Lycopene is a red carotenoid with
remarkable antioxidant
activity,
which has been widely used in food, cosmetics, medicine, and other
industries. Production of lycopene in Saccharomyces
cerevisiae provides an economic and sustainable means.
Many efforts have been done in recent years, but the titer of lycopene
seems to reach a ceiling. Enhancing the supply and utilization of
farnesyl diphosphate (FPP) is generally regarded as an efficient strategy
for terpenoid production. Herein, an integrated strategy by means
of atmospheric and room-temperature plasma (ARTP) mutagenesis combined
with H2O2-induced adaptive laboratory evolution
(ALE) was proposed to improve the supply of upstream metabolic flux
toward FPP. Enhancing the expression of CrtE and
introducing an engineered CrtI mutant (Y160F&N576S)

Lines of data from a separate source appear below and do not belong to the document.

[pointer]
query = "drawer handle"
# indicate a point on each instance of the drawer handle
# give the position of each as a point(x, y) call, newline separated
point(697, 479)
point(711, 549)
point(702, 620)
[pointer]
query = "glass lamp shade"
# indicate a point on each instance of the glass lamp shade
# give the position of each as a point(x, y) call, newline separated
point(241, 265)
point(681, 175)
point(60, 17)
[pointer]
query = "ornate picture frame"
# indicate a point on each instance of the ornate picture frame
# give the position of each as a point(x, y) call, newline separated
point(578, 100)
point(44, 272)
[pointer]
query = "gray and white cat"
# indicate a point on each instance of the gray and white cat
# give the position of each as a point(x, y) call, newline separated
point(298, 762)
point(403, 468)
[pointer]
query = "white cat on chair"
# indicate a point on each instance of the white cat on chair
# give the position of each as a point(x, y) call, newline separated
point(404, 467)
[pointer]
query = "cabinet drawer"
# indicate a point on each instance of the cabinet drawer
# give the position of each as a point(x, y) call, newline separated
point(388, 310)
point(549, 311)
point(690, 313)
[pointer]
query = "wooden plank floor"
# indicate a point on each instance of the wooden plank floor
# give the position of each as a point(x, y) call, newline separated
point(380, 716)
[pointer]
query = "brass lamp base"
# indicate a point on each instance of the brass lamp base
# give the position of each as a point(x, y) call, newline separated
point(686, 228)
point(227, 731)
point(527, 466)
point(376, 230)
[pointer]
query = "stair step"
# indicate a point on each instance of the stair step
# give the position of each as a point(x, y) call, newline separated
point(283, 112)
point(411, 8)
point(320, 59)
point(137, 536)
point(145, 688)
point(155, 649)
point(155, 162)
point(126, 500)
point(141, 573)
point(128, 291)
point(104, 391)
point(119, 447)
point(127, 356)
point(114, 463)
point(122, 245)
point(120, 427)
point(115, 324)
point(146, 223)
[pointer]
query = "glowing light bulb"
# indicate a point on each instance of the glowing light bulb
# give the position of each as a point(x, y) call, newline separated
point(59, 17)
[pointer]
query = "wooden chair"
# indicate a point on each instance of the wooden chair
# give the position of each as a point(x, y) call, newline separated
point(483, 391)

increased the utilization of FPP toward lycopene. Consequently, the
titer of lycopene in the strain harboring the Ura3 marker was increased by 60% to 703 mg/L (89.3 mg/g DCW) at the shake-flask
level. Eventually, the highest reported titer of 8.15 g/L of lycopene
in S. cerevisiae was achieved in a
7 L bioreactor. The study highlights an effective strategy that the
synergistic complementarity of metabolic engineering and adaptive
evolution facilitates natural product synthesis.